En el Colegio Mayor San Agustín (1963) continuó con su búsqueda de una construcción esencial utilizando los mismos materiales que en el Edificio Arriba: acero, ladrillo, aluminio, vidrio y fibrocemento. En torno a un amplio patio se colocan dos volúmenes, uno de los cuales contiene las habitaciones de los estudiantes y el otro los servicios. El edificio de servicios es un bloque compacto con una larga cubierta a un agua en el que los espacios, de altura diferente, se manifiestan al exterior con el rítmico juego de los huecos.
Dos años después y de vuelta en la Casa de Campo Cabrero y Ruiz levantarían el Pabellón de Cristal (1965), una de sus obras más relevantes y en la que se tensaban hasta extremos insospechados las posibilidades constructivas de las estructuras metálicas (véase supra p.26).
Pero si bien construyó algunas obras como el Club Santo Domingo o la estación de servicio de Villalba en las que la potencia del acero seguía siendo protagonista, la evolución de sus ideas no cesó.

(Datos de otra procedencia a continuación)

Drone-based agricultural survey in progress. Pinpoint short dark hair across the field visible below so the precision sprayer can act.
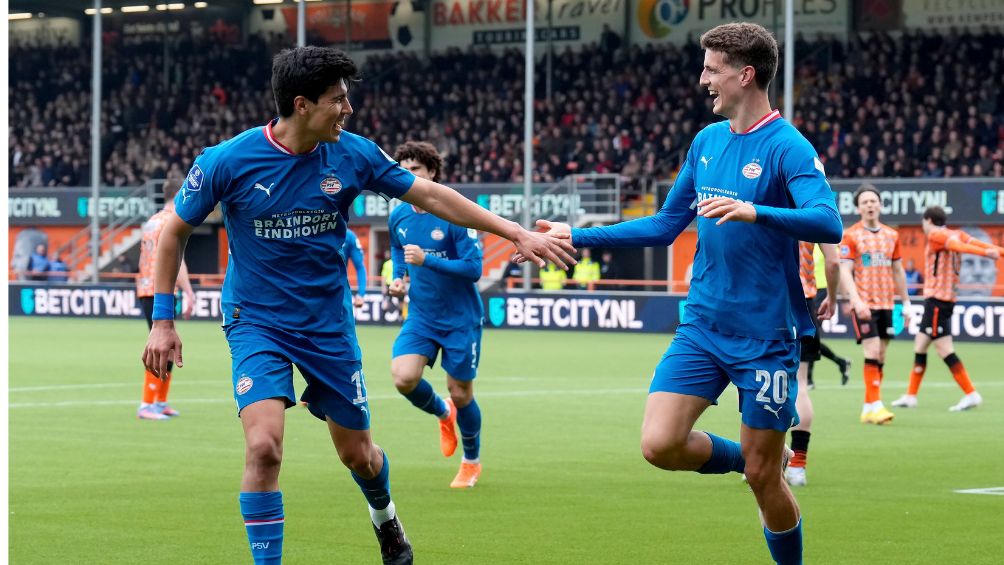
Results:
[701,22,777,90]
[394,142,443,183]
[924,206,948,226]
[854,183,882,206]
[272,45,359,117]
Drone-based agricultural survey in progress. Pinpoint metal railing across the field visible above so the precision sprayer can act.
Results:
[483,173,622,276]
[56,179,165,280]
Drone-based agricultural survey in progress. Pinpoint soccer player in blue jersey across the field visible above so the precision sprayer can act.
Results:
[341,228,366,308]
[143,47,574,564]
[538,23,841,564]
[388,142,484,489]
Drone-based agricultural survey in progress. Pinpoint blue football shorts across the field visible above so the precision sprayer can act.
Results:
[224,323,369,430]
[393,316,481,380]
[649,323,800,432]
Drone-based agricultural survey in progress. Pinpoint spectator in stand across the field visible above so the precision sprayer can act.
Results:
[8,27,1004,187]
[49,253,69,282]
[28,243,49,281]
[111,253,137,274]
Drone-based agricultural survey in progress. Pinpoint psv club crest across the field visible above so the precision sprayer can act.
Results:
[743,162,763,179]
[320,177,341,196]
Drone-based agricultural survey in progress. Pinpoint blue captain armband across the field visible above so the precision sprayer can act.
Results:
[151,292,175,320]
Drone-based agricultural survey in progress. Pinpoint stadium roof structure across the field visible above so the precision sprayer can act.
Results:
[8,0,249,17]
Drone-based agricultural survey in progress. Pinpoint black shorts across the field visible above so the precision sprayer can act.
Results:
[921,298,955,339]
[799,295,821,363]
[850,309,896,343]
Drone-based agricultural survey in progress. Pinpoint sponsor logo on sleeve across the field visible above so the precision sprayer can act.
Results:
[320,177,341,196]
[743,162,763,180]
[235,374,254,394]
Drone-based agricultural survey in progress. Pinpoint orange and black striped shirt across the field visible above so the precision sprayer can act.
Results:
[840,222,901,310]
[924,228,991,302]
[136,210,172,297]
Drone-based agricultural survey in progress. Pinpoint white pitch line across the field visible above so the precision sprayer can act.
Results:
[10,387,647,409]
[953,487,1004,496]
[10,379,220,392]
[8,376,1004,396]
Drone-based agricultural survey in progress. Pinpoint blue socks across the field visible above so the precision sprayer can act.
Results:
[697,432,746,475]
[457,398,481,461]
[405,378,447,417]
[240,491,285,565]
[763,517,802,565]
[350,453,391,510]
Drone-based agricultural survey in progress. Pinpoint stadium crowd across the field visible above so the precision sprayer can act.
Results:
[8,28,1004,187]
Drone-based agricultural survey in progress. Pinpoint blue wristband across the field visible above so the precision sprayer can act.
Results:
[151,292,175,320]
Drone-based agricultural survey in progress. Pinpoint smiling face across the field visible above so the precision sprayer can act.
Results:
[857,191,882,226]
[701,49,754,117]
[294,80,352,143]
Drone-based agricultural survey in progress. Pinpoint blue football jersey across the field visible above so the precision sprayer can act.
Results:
[572,110,840,339]
[388,205,484,330]
[175,117,415,333]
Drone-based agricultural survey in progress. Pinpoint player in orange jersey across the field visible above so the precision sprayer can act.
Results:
[840,185,911,425]
[893,206,1004,411]
[136,175,195,419]
[784,241,840,487]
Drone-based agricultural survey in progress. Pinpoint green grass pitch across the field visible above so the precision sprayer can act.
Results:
[9,318,1004,565]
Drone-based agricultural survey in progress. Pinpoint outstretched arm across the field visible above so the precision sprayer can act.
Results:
[143,213,195,378]
[401,178,575,269]
[348,245,366,296]
[945,236,1004,259]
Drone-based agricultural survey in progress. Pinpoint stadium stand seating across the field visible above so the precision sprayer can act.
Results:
[8,28,1004,187]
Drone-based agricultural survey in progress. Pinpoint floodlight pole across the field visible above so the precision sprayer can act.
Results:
[523,0,534,292]
[90,0,101,283]
[296,0,307,47]
[784,0,795,121]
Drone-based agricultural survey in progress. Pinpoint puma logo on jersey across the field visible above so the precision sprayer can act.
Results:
[254,183,275,198]
[760,404,782,419]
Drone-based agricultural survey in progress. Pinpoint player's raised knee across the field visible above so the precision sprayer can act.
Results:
[743,460,781,492]
[247,435,282,467]
[642,437,687,471]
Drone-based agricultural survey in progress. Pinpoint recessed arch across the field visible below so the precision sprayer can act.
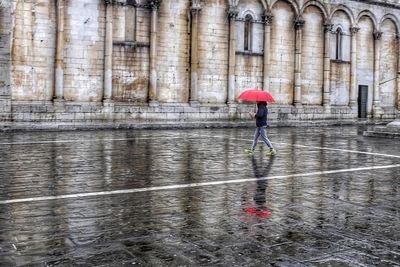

Así, en 1973 levantó un edificio que se encuadra bien en un contexto en el que cobraban relevancia creciente las ideas de Aldo Rossi y Robert Venturi. El Ayuntamiento de Alcorcón es una obra curiosa, un volumen compacto de ladrillo con cubierta de pizarra en el que la estructura pierde el papel expresivo de obras anteriores, y que ostenta una serie de símbolos como el balcón del alcalde, el reloj y la bandera cuyo tratamiento enfático se acerca a la ironía que se hizo tan frecuente en la arquitectura posterior.


En los años que siguieron Cabrero continuó haciendo concursos, como los de la Ordenación de la Plaza de Castilla (1986) y el del Gran Teatro para la EXPO de Sevilla (1987), pero el trabajo al que dedicó sus mayores esfuerzos fue el de los Cuatro Libros de Arquitectura. Con los dibujos y aprendizajes adquiridos en muchos años de viajes y de profesión confeccionó una obra que se publicó en 1992 y que es un compendio de todo aquello que le había atraído a lo largo de su vida. Estructurada en cuatro volúmenes: Libro I Estructuras Vernáculas, Libro II Estilos Clásicos, Libro III Crisis Moderna y Libro IIII Tiempos Futuros, se trata de una obra muy extensa, que presenta una gran cantidad de dibujos y de fotografías del autor y cuya aspiración universal la hace tan interesante como en apariencia inaprehensible.